# I promised I'd share pics when I got the SBT pup.. so here you go! + park pics :)



## kady05 (Jul 29, 2011)

I mentioned this on the Raw section, but for anyone that hasn't read there.. A breeder friend of mine sent one of her pick SBT pups to me for some conformation training for the next couple weeks.. eee! His name is Stunner, I think it's rather fitting Picture time!
































































..more..


----------



## kady05 (Jul 29, 2011)

A happy Wilson..










Piper in flowers..










Sako man..










Etc.























































The end!


----------



## Scarlett_O' (May 19, 2011)

If Piper goes missing......well I wouldn't suggest looking up here in Washinton!!:tongue:

They are all stunning(as always) but I've got to say, I giggled a wee bit at Stunner's standing pic that shows his rolls!!LOL:laugh: (and yes, like I said on the raw section thread, I would suggest 2% of his PAW!:wink


----------



## Herzo (Feb 5, 2011)

Cute little bugger.


----------



## kady05 (Jul 29, 2011)

Scarlett_O' said:


> If Piper goes missing......well I wouldn't suggest looking up here in Washinton!!:tongue:
> 
> They are all stunning(as always) but I've got to say, I giggled a wee bit at Stunner's standing pic that shows his rolls!!LOL:laugh: (and yes, like I said on the raw section thread, I would suggest 2% of his PAW!:wink


You'll have to fight my fiance for her.. she's "his"  

Oh I know.. he's such a fatty!
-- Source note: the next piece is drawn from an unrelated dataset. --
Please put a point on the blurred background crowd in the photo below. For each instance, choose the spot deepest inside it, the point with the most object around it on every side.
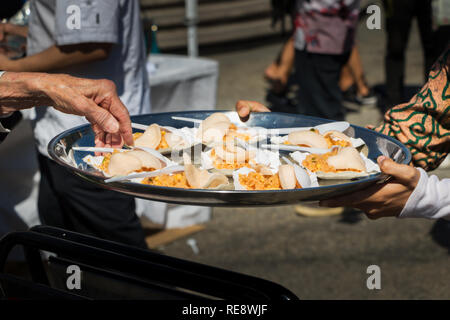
(169, 55)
He reminds me of a bullfrog.. fat, big mouth, and loud (he snores..) LOL. Hopefully I can get some weight off of him.. I only have him til the beginning of April but we'll see!



Herzo said:


> Cute little bugger.


Thank you


----------



## lovemydogsalways (Mar 4, 2012)

He is a stunner. Love the last pic of the chase. If you get him doing that every day he should lose the rolls lol Was he fed raw at the breeders?


----------



## Tobi (Mar 18, 2011)

They are all beautiful! :thumb:

Amazing photo's as usual as well!


----------



## Sprocket (Oct 4, 2011)

Aww Stunner is stunning! Lol Such a roley poley puppy :biggrin:

All of your dogs are fabulous but Wilson just asks for a squeeze. I think he's my favorite


----------



## kady05 (Jul 29, 2011)

lovemydogsalways said:


> He is a stunner. Love the last pic of the chase. If you get him doing that every day he should lose the rolls lol Was he fed raw at the breeders?


Yeah it's too bad we can't go to the park daily.. my knees would DIE (I struggle the day after because of them). But I try to go at least 3 times a week! 

He was fed half and half at the breeders; sometimes he'd get kibble 3 days in a row, other days he'd get raw. So not much of a schedule! I did have to pick up a bag of kibble for him because I had NO chicken thawed out for him (all of mine was already pre-bagged for my guys) when I got him on Saturday though.



Tobi said:


> They are all beautiful! :thumb:
> 
> Amazing photo's as usual as well!


Thank you 



Sprocket said:


> Aww Stunner is stunning! Lol Such a roley poley puppy :biggrin:
> 
> All of your dogs are fabulous but Wilson just asks for a squeeze. I think he's my favorite


Oh yeah.. definitely a tubby little thing!

Wilson is lots of peoples favorite.. everyone that meets him falls in love


----------



## Donna Little (May 31, 2011)

I need that little thing.


----------



## kady05 (Jul 29, 2011)

Donna Little said:


> I need that little thing.


Everyone needs a little Bully breed in their lives!


----------



## DeekenDog (Aug 29, 2011)

Oh I love him. I know you'll get a bit of weight off but that chub is cute  Hopefully he'll drop it in no time with some good food and lots of playtime


----------



## Janet At Nutro (Mar 11, 2011)

You always take the most amazing pictures!


----------



## rannmiller (Jun 27, 2008)

I love seeing your gorgeous dogs just running free like that! They looks SO happy all the time! 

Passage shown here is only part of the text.